Helpful, right? What is the difference between a mental or emotional state of well-being? What is the exact range of happiness? How happy should one be, on average? Can you really tell if someone is happy?
I bet you can’t. So many of us put on masks – at work, at parties, in front of friends, loved ones…we want people to think we are “okay”, “fine”, “happy”, whatever acceptable emotion we want to project that day or at whatever event we are at. You really never know who is wearing a mask.
I am going to be honest and say that I am not currently happy, and I can’t remember the last time I felt really, really happy in the past few years. I feel guilty about this, because I should feel joy. I have a good life, right?

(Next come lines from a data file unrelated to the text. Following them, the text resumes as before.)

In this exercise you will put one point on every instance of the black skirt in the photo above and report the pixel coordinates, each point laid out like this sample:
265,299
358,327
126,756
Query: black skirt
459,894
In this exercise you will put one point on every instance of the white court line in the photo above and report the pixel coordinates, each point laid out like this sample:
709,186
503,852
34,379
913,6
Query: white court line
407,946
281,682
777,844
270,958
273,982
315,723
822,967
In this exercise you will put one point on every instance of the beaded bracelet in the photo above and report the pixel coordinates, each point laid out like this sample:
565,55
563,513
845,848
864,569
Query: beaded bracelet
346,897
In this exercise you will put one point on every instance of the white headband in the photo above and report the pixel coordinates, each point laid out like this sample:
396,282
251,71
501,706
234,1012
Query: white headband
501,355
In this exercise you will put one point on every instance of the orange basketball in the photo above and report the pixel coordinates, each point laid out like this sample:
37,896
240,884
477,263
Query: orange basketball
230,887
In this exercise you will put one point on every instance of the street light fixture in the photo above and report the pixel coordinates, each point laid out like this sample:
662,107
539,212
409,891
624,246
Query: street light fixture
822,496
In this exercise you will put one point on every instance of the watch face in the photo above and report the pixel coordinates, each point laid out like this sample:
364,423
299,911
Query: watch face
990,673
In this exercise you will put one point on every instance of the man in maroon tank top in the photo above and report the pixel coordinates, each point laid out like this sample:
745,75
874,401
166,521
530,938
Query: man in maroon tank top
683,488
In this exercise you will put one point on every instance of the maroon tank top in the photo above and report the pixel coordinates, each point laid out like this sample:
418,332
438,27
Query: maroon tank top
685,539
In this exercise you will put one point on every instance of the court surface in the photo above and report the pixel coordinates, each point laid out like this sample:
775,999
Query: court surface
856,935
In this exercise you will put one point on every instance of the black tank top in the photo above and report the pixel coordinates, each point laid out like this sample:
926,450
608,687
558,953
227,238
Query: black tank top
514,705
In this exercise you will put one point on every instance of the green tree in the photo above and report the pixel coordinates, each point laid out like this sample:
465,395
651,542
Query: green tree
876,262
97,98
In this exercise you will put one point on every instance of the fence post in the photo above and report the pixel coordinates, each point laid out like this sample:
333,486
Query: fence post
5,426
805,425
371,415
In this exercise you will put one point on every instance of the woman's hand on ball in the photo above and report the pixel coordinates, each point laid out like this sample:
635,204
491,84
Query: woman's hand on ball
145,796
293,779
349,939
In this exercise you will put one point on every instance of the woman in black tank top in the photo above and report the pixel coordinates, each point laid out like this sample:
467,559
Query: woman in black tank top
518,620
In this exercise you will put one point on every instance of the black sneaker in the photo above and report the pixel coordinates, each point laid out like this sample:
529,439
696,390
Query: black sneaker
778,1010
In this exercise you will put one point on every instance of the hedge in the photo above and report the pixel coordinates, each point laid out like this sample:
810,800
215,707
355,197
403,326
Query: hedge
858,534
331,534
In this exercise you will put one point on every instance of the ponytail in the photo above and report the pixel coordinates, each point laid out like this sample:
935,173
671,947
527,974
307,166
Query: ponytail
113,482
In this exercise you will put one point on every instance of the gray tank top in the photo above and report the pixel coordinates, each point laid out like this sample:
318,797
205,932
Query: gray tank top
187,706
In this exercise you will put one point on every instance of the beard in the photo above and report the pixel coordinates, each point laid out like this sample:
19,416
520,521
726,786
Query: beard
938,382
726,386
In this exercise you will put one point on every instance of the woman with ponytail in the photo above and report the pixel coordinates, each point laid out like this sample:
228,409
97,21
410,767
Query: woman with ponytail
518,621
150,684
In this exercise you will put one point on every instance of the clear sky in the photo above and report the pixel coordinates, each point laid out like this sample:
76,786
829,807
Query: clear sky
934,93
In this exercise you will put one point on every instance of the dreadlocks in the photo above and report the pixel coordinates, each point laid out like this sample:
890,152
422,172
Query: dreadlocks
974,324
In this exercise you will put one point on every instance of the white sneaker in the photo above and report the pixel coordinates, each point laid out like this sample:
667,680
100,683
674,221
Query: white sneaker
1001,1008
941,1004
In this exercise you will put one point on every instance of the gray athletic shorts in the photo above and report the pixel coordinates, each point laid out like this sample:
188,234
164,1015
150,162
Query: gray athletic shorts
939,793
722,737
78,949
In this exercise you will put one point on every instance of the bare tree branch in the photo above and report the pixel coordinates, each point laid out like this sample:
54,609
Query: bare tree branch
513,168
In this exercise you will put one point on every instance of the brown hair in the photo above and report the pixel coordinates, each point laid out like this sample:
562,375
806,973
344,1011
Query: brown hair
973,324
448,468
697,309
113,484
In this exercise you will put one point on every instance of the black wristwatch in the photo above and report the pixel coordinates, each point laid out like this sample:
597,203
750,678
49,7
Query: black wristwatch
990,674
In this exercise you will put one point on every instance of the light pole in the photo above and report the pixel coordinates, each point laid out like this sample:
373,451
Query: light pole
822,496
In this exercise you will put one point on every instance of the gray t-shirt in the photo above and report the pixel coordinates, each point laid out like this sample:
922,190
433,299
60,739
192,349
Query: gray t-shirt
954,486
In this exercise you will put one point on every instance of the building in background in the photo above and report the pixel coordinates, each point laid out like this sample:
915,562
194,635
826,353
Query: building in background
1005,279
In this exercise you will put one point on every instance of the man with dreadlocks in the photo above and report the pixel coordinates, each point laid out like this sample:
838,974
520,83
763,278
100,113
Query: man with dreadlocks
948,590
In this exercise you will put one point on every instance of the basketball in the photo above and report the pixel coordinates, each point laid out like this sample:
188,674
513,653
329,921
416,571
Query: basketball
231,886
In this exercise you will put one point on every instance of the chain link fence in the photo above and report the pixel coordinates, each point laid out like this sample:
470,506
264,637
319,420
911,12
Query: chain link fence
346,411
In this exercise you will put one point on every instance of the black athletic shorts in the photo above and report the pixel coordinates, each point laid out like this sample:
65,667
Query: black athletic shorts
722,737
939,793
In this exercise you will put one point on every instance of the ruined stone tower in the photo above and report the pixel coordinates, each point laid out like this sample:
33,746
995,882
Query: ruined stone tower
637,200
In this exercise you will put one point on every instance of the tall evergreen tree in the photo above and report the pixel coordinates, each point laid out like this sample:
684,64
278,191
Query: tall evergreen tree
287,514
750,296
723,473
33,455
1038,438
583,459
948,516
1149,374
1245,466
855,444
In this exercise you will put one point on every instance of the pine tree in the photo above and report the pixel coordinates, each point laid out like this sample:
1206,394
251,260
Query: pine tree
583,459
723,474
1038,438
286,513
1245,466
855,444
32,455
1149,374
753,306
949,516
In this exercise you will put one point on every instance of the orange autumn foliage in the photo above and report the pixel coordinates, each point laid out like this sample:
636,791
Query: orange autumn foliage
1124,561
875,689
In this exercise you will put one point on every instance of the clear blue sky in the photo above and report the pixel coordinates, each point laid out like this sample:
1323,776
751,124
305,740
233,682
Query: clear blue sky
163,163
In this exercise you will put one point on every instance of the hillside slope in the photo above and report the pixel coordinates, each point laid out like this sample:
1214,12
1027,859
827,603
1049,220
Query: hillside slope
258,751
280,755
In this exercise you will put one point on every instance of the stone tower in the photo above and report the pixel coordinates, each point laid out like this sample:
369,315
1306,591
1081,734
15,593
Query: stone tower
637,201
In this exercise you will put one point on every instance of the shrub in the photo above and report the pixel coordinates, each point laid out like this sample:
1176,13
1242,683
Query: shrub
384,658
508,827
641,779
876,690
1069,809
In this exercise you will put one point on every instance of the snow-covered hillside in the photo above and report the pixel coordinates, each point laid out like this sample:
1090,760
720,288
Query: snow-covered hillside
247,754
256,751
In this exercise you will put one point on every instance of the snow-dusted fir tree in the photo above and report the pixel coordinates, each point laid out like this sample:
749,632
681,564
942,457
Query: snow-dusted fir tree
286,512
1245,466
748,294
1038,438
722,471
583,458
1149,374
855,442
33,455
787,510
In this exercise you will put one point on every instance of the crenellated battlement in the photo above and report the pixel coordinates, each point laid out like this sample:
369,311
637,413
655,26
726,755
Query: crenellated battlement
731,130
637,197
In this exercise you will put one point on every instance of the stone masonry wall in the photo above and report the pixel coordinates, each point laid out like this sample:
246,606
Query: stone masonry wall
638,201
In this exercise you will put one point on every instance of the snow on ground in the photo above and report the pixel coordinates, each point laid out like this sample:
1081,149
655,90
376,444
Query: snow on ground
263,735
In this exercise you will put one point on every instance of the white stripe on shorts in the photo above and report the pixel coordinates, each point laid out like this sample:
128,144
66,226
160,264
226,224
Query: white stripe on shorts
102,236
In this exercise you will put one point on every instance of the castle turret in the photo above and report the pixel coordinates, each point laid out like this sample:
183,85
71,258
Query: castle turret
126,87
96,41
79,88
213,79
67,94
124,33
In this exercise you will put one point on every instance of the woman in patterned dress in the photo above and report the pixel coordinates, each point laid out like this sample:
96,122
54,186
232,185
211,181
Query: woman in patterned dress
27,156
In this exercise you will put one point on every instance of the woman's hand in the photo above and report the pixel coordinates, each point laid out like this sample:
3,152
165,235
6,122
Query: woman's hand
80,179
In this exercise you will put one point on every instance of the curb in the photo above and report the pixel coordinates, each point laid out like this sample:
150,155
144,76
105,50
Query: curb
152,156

I can’t say that I am entirely numb to feelings, because I am still able to feel anger, irritability, sadness etc. I feel disappointment and frustration because I am still struggling with self-confidence, I am still having trouble focusing and my sleep is non-restorative. I am mentally exhausted. I am tired of these feelings. There will always be stressors and triggers to deal with. There will always be something to worry about. I just keep expending all my energy on everyone else and forgetting to take care of myself. I don’t know how to say “no” and be “selfish”. I care too much about everyone in my life and want them to be okay, and put that before my own well-being. I am such a people-pleaser that I just can’t stop caring/worrying/thinking about everyone else.
I forgot about myself, and I feel lost. Maybe that’s it. I don’t know myself anymore, so I am not happy. I don’t know how to relax, and if I did relax, maybe I would know what I wanted. I need some down time, some “me” time, some “everyone just leave me alone” time. But I feel rude saying that, although I really want to hibernate at times and not provide an explanation as to why I want to do so. I need time to hear my thoughts. MY thoughts, about myself, not my worries about everything else!
Yesterday, I texted my husband and said, “I just feel really sh**** mentally, I don’t know how else to describe it.” You know how you feel awful when you have a cold or migraine or another physical ailment – well, I just feel awful mentally. It’s a buildup of emotions; it feels like there is just so much in my head that I need to process and deal with and I need to figure it out for myself.
I am a big believer in being true to yourself, and if you can’t do that, it’s sad, frustrating and resentment builds up. If I want to be myself, I need to be able to express my full range of emotions, even the unpleasant ones. So…to the family and friends reading this post…can you just let me “be”, no questions asked?